The memory and cache interconnections are probably the most interesting part of a multi-processor system, but power management is another very important feature. A multi-core system can consume a huge amount of power ... and most of the time it does not need most of the cores. Many multi-processor systems include mechanisms to slow (or stop) the clocks on unneeded cores, which dramatically reduces system power consumption. This is not a slow process, like a sleep and reboot. A core can be returned to full speed very quickly.

Multi-Processor Operating Systems

To exploit a multi-processor system, the operating system must be able to concurrently manage multiple threads/processes on each of the available CPU cores. One of the earliest approaches was to run the operating system on one core, and applications on all of the others. This works reasonably for a small number of cores, but as the number of cores increases, the OS becomes the primary throughput bottleneck. Scaling to larger numbers of cores requires the operating system itself to run on multiple cores. Running efficiently on multiple cores requires the operating system to carefully choose which threads/processes to run on which cores and what resources to allocate to them.
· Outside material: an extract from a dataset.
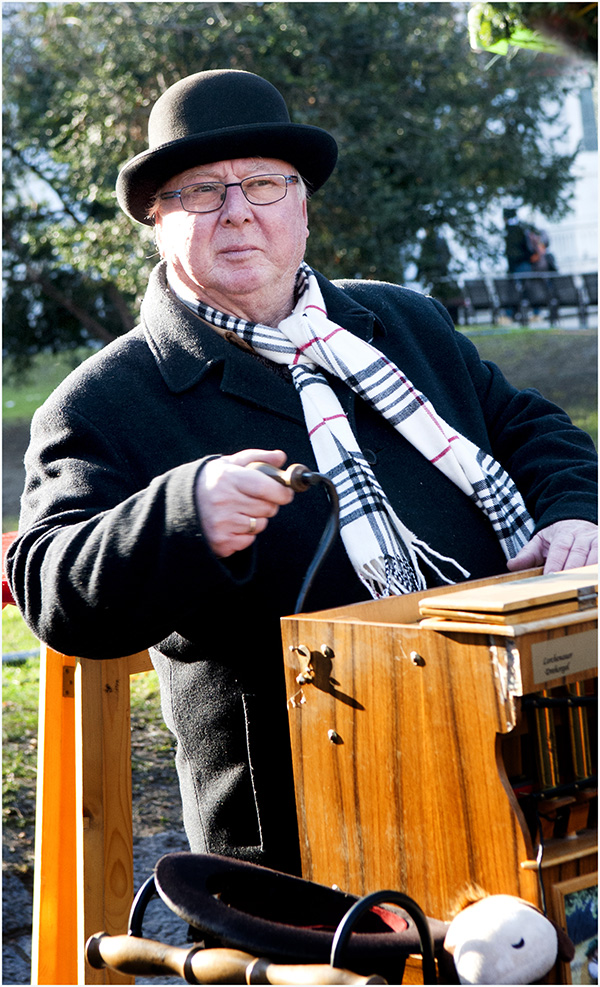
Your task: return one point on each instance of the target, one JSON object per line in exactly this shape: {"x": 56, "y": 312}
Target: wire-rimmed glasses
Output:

When we looked at distributed systems, we saw (e.g. Deutsch's Seven Falacies) that the mere fact that a network is capable of distributing every operation to an arbitrary node does not make doing so a good idea. It will be seen that the same caveat applies to multi-processor systems.

Scheduling

If there are threads (or processes) to run, we would like to keep all of the cores busy. If there are not threads (or processes) to run, we would like to put as many cores as possible into low power mode. It is tempting to think that we can just run each thread/process on the next core that becomes available (due to a process blocking or getting a time-slice-end). But some cores may be able to run some threads (or processes) far more efficiently than others.

dispatching a thread from the same process as the previous thread (to occupy that core) may be much less expensive because re-loading the page table (and flushing all cached TLB entries) is a very expensive operation.
a thread in the same process may run more efficiently because shared code and data may exploit already existing L1/L2 cache entries.
threads that are designed to run concurrently (e.g. parallel producer and consumer communicating through shared memory) should be run on distinct cores.

Thus, the choice of when to run which thread in which core is not an arbitrary one. The scheduler must consider what process was last running in each core. It may make more sense to leave one core idle, and delay executing some thread until its preferred core becomes available. The operating system will try to make intelligent decisions, but if the developers understand how work can best be allocated among multi-processor cores, they can advise the operating system with operations like sched_setaffinity(2) and pthead_setaffinity_np(3).

Synchronization

Sharing data between processes is relatively rare in user mode code. But the operating system is full of shared data (process table entries, file descriptors, scheduling and I/O queues, etc). In a uni-processor, the primary causes of race conditions are preemptive scheduling and I/O interrupts. Both of these problems can be managed by disabling (selected) interrupts while executing critical sections ... and many operating systems simply declare that preemptions cannot occur while executing in the operating system.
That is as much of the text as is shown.